Determinants of Response and Resistance to DNA-Damaging Radiation Plus Immunotherapy Combinations in Triple Negative Breast Cancer
UNC Breast SPORE Research Project 2
Combining immune checkpoint inhibition with chemotherapy has transformed outcomes for patients with early stage triple negative breast cancer (TNBC).
However, treatment resistance and treatment-related toxicities persist as dual challenges that must be overcome with new strategies to guide personalized chemo-immunotherapy combinations.

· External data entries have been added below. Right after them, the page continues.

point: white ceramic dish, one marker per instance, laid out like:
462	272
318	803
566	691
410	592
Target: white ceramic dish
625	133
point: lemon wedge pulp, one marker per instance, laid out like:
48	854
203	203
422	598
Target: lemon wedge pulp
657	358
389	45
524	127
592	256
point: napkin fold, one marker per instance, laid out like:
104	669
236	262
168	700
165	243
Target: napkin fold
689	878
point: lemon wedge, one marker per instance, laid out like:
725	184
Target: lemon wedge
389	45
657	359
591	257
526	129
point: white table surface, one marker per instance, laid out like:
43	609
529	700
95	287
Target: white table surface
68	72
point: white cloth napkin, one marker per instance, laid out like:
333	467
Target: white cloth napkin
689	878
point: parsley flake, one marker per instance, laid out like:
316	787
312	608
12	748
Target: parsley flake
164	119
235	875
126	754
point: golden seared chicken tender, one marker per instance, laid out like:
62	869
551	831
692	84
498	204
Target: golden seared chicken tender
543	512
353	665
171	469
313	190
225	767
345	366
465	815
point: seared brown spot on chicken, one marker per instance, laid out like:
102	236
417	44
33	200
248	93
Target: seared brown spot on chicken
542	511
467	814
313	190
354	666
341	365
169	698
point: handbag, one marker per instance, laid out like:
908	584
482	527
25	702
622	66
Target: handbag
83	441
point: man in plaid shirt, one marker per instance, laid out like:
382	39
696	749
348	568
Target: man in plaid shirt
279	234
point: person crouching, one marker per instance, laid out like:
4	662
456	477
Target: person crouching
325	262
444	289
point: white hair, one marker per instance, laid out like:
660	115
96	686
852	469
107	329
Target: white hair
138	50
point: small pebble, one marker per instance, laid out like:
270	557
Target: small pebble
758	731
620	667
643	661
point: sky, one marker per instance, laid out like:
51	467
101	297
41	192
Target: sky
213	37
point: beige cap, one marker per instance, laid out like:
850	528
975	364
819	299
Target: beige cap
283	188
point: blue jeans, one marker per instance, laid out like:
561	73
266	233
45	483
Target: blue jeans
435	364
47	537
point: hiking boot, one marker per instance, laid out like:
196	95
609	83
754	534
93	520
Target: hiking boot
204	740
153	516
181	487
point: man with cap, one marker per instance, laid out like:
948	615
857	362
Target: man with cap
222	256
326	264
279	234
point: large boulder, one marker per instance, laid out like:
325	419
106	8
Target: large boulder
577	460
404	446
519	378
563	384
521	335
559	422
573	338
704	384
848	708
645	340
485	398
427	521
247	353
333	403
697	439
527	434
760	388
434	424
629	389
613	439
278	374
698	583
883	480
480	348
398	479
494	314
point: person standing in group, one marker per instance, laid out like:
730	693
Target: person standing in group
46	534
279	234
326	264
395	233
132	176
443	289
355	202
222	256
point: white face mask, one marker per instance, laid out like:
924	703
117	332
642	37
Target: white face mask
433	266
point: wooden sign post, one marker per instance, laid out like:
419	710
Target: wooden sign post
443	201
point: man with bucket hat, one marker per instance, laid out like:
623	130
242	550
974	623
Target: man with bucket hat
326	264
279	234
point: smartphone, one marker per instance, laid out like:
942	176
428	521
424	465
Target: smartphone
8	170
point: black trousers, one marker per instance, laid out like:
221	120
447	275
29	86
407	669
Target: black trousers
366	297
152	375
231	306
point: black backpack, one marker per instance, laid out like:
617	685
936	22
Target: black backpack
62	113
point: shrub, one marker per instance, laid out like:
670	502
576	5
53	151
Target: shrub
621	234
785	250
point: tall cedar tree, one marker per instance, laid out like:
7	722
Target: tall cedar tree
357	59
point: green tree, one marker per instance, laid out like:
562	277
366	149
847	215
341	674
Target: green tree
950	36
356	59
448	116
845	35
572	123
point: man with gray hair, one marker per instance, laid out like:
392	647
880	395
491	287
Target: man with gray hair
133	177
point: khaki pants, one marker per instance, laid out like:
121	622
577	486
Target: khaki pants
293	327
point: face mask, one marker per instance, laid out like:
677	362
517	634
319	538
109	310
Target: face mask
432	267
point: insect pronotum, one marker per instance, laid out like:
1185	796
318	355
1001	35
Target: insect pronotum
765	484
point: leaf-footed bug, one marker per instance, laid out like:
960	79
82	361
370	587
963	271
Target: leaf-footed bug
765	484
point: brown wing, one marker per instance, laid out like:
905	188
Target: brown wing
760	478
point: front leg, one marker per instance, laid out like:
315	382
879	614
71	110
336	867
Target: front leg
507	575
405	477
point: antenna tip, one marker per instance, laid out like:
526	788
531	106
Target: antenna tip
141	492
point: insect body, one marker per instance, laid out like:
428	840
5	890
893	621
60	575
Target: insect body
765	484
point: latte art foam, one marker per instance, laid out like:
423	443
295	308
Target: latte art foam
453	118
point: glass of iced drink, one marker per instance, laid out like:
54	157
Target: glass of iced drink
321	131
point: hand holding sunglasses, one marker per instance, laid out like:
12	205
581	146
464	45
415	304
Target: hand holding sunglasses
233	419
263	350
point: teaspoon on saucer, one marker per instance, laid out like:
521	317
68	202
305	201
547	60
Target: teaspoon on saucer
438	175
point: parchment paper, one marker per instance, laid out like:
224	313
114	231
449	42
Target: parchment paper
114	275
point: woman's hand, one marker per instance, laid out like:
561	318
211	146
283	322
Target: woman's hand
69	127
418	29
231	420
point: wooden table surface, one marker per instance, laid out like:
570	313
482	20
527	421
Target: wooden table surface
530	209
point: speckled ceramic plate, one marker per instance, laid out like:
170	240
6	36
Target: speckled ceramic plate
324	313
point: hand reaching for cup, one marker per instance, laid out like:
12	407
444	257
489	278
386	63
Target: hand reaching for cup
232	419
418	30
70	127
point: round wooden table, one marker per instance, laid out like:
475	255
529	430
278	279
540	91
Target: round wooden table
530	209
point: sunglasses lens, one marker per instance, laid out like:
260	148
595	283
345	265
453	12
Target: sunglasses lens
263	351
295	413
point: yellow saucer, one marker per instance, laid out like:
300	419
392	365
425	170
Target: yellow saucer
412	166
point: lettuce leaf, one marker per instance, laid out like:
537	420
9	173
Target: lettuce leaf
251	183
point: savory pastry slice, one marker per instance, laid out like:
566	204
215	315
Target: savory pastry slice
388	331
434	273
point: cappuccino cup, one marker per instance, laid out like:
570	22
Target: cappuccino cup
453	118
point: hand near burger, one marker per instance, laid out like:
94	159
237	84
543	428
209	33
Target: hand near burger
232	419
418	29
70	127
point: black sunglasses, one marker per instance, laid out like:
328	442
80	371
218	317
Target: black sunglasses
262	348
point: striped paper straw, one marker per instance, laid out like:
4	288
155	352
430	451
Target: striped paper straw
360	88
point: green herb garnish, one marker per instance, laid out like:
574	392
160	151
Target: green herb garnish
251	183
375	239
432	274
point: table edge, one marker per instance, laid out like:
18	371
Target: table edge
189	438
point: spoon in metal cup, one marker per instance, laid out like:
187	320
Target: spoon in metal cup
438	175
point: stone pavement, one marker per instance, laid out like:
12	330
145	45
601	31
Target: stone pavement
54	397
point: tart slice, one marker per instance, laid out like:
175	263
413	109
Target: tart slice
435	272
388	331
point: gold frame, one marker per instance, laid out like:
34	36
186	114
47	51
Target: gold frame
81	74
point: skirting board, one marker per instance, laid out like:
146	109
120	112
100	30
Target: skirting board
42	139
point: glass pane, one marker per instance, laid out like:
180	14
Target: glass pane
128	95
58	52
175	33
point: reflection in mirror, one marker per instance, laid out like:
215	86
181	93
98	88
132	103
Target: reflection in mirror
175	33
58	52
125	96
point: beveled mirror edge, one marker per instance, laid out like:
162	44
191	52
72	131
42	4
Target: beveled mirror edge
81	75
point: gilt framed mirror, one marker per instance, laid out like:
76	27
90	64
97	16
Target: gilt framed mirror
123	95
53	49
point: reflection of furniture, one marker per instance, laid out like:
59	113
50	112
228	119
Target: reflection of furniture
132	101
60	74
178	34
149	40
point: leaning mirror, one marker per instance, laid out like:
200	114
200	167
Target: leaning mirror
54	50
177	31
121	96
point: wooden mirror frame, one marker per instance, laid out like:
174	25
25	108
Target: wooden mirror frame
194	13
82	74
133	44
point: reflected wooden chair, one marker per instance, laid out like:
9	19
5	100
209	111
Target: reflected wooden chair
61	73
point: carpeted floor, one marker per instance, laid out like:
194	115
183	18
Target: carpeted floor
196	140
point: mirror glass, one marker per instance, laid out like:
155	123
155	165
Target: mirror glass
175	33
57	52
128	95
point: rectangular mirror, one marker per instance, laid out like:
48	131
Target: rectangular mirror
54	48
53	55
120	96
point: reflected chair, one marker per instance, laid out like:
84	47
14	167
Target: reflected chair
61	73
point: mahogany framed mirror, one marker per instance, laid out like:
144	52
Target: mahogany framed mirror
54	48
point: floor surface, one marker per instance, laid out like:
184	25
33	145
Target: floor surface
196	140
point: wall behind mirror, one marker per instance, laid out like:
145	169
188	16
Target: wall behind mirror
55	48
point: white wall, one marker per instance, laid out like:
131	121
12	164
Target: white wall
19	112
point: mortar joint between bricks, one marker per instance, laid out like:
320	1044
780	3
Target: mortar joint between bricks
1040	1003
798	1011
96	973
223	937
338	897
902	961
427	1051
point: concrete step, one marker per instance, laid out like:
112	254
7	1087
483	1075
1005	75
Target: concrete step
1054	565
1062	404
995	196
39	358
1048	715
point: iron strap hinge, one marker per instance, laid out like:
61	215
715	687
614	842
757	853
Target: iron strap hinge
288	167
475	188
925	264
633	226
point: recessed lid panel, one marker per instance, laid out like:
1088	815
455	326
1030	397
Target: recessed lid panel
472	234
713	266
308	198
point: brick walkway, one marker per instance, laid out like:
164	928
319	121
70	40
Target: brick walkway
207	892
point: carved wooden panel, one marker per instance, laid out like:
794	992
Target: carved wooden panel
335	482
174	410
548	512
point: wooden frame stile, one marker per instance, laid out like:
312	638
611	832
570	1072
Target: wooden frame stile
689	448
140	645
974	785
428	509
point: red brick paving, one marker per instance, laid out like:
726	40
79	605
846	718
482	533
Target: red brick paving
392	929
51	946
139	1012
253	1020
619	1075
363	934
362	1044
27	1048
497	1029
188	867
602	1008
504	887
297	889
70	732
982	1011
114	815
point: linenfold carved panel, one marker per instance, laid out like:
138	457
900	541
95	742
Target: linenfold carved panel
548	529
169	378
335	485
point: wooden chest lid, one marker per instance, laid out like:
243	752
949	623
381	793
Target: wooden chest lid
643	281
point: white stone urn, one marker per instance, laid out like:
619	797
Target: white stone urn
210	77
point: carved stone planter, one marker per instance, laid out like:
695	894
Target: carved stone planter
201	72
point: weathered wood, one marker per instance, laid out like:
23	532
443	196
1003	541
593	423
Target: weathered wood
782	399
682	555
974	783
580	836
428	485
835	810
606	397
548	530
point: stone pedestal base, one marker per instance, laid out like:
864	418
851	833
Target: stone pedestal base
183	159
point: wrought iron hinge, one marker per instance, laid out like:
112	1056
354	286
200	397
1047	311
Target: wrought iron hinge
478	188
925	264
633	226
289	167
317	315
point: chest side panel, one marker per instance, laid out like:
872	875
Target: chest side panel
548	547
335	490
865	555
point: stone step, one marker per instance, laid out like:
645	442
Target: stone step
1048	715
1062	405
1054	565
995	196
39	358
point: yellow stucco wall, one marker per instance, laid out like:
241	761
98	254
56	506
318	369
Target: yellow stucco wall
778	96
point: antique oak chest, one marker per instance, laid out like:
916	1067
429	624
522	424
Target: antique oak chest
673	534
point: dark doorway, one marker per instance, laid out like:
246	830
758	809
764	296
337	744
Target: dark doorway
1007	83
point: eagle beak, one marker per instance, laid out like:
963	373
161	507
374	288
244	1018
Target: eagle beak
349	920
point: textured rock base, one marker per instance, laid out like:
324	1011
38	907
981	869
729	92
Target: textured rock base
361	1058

We are investigating the role of DNA damage-induced necroptosis (inflammatory cell death) as a determinant of response to radiation therapy plus anti-PD1 (aPD1) immune checkpoint inhibitor combination therapy.
We use TNBC genetically engineered mouse models and correlative biomarker analyses of pre/post-treatment primary tumor, metastatic lymph node, and blood specimens from an ongoing clinical trial of preoperative aPD1 therapy, with or without radiation therapy, in early-stage TNBC with lymph node metastasis.

Project Aims
Aim 1
Assess necroptosis as a predictive biomarker of response to radiation therapy/aPD1 combination therapy in triple negative breast cancer.
Aim 2
Evaluate therapeutic neoantigen vaccination as a strategy to overcome ion therapy/aPD1 resistance induced by necroptosis deficiency.